2. You're Competing Against 500 Million Posts Per Day

Every time you open the For You feed, the algorithm narrows roughly 500 million daily posts down to approximately 1,500 candidates, then ranks them in under 200 milliseconds. Candidates come from two sources: posts from accounts you follow (handled by a component called Thunder), and out-of-network content discovered by Phoenix's Two-Tower retrieval model. The split is roughly 50/50.

3. Replies Are Worth Far More Than Likes

The engagement weights in the code tell a clear story. A repost is worth approximately 20 times a like. A reply is worth roughly 13.5 times a like. A bookmark carries about 10 times the weight. A reply that generates a response from the author? That's cited at 150 times the value of a like. The algorithm is optimizing for conversation depth. Passive likes barely register.

Advertisement

4. Negative Signals Are Devastating

The asymmetry here is striking. According to one analysis of the code, a single block carries a weight of negative three compared to a like's positive half-point. Another estimate puts negative actions like blocks, mutes, and "not interested" clicks at approximately negative 74 times weight. One bad reaction can undo dozens of positive engagements. If your content triggers mutes or reports, your distribution collapses.
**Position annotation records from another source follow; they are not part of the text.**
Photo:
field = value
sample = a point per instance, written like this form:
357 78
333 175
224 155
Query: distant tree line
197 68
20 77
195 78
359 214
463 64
5. Premium Is a Structural Advantage, Not a Feature

A Buffer analysis of 18.8 million posts found that Premium accounts receive approximately ten times more reach than free accounts. Non-subscribers now see median reach below 100 impressions per post, while Premium accounts consistently hit 600 or more. Premium+ users often exceed 1,550 impressions. The code confirms that verification status functions as a ranking signal. Premium accounts receive a documented 4x visibility boost for in-network content and 2x for out-of-network reach. This is pay-to-play distribution, built into the feed architecture.

6. Links Get Buried

External links are algorithmically suppressed. X wants to keep users on-platform, and posts containing links receive near-zero distribution from non-Premium accounts. Even Premium users see links underperform compared to text and native video. The common workaround is posting the main content without a link, then dropping the URL in a reply.

7. The First Hour Decides Everything

Time decay is steep. A post loses roughly half its potential visibility score every six hours. The algorithm closely monitors engagement in the first 30 to 60 minutes. A post that gets 10 replies in 15 minutes dramatically outperforms one that accumulates the same engagement over 24 hours. Timing matters. You need your most engaged followers online when you publish.

8. Sentiment Now Shapes Distribution

Grok monitors the tone of every post. Positive and constructive messaging receives wider distribution. Combative or negative tones lead to reduced visibility even when engagement is high. The AI integration here is significant: the system is actively shaping the emotional tenor of the platform by rewarding certain kinds of speech.

Advertisement

9. Candidate Isolation Keeps Scoring Stable

One clever architectural choice: during ranking, candidate posts cannot "attend to" each other. Each post is scored based on user context alone, not on what else happens to be in the batch. This keeps scores consistent and cacheable, meaning a post won't randomly get a different score just because it was processed alongside something controversial. It also means timing strategies designed to avoid competition from high-performing posts don't work.

10. The Exact Weights Aren't Public

Here's the catch. The code reveals the structure, the pipeline, the transformer architecture. But the actual trained model weights and precise coefficient values are not included. We know replies matter more than likes. We don't know if the ratio is exactly 13.5x or something else. Thresholds, age cutoffs, and some service components are also excluded. This is transparency with limits.

What This Means

X has committed to updating the repository every four weeks. The AI-first approach reflects a broader industry shift toward learned systems over hand-tuned rules. Whether researchers and regulators find this level of disclosure sufficient remains to be seen. For users trying to build an audience, the message from the code is straightforward: spark conversations, post when your followers are active, avoid links in your main posts, and consider paying the $8. The algorithm rewards engagement depth over surface metrics.

The repository is available at github.com/xai-org/x-algorithm.